Despite the bounce that saw investors cut bearish bets, the outlook for the single currency remained negative after Standard & Poor's downgraded the euro zone's EFSF bailout fund by one notch to AA+ following its sovereign downgrades on Friday. The looming prospect of a Greek debt default is also likely to keep investors wary of the euro.

The euro rose 0.8 percent to $1.2762, helped by stop-loss buying above $1.2750 and pulling away from a 17-month low of $1.2624 hit last week on trading platform EBS. Traders cited strong offers above $1.2780.

The single currency also climbed 0.5 percent against the yen to 97.69 yen, staying above an 11-year low of 97.04 yen struck on Monday. Renewed speculation that Japanese authorities may intervene to drive the yen lower against the euro could keep the yen in check for now.

"I don't think the euro's gains can last and this short squeeze that we have seen post- the Chinese data will continue," said Ankita Dudhani, G10 currency strategist at RBS.

"There is a lot of uncertainty about the euro zone. The downgrades were expected, but what markets are really concerned about the Greek debt restructuring talks.

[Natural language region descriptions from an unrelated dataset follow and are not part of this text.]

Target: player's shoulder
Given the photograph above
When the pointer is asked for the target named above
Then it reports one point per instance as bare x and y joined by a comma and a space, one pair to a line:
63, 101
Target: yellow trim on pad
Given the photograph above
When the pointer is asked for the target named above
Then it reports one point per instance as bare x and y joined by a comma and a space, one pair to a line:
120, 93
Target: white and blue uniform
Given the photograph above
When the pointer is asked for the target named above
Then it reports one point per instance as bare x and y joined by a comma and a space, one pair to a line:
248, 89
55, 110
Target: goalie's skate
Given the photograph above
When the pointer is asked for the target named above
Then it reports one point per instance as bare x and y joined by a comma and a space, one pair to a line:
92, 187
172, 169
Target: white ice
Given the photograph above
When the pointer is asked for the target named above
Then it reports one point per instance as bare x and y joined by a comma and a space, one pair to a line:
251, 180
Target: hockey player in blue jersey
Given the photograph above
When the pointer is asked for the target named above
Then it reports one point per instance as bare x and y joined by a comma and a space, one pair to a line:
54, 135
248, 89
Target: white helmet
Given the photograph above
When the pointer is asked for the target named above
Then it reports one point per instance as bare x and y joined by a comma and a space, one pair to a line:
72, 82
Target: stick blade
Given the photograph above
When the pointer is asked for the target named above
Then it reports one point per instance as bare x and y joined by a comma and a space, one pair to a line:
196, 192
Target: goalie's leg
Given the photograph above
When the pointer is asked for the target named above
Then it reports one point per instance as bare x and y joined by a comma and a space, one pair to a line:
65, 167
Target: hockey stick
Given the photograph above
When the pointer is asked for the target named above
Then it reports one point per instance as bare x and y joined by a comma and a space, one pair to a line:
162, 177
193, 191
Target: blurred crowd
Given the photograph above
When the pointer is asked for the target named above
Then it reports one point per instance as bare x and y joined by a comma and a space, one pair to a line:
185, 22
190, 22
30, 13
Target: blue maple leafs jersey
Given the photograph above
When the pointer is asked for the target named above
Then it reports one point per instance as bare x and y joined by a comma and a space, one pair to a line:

The euro's gains could be capped at its 21-day moving average which is around $1.2890."

Traders said the market is keeping a close eye on talks between Greece and private sector creditors on a debt swap deal which broke down last week but are expected to resume on Wednesday.

Cash-strapped Athens needs a deal with the private sector within days to avoid going bankrupt when 14.5 billion euros of bond redemptions fall due in late March.

CHINESE BOOST

The Australian and New Zealand dollars rose to their highest in two-and-a-half months against the greenback after China's fourth quarter growth exceeded market expectations.

China's gross domestic product grew at an annual rate of 8.9 percent, the National Bureau of Statistics said on Tuesday, the weakest in 2-1/2 years and down from 9.1 percent in the previous quarter. The reading was nevertheless above market expectations for growth of 8.7 percent.

The Australian dollar jumped 1 percent to $1.0417 while the New Zealand dollar rose 0.9 percent at $0.7994.

Risk sentiment could take a hit if the latest German ZEW data for January surprises on the downside, traders said. The survey, to be released at 1000 GMT, is expected to show that business confidence is fragile, with the current situation survey forecast to drop to 24 from 26.8.

Spain will test appetite for its short term debt on Tuesday when it aims to sell 5 billion euros of treasury bills. Despite Friday's two-notch rating cut by S&P, the bills are likely to draw solid demand from banks flush with European Central Bank cash.

A good result may lend support to the euro, traders said. The common currency was also supported verbally by Japanese Finance Minister Jun Azumi. Speaking in the wake of the recent slide in euro/yen, Azumi said he was closely watching the impact of a weak euro on Japanese exporters.

Asked about the need to intervene in the foreign exchange market to respond to the weakening euro, Azumi said he wanted to carefully examine current movements in currency rates.

Rob Ryan, FX strategist for BNP Paribas in Singapore, said the possibility of Japanese yen-selling intervention might increase if the yen were to start rising broadly.

"It's pointless to try and stop the slide of the euro against everything. Maybe they have to wait until the risk-off hits the market," Ryan said. "When you start to see Aussie/yen, and dollar/yen and euro/yen all slide together then you have the green light for action," Ryan added.

The dollar dipped 0.2 percent against the yen to 76.64 yen . Japan conducted massive yen-selling intervention late last October after the dollar hit a record low of 75.311 yen.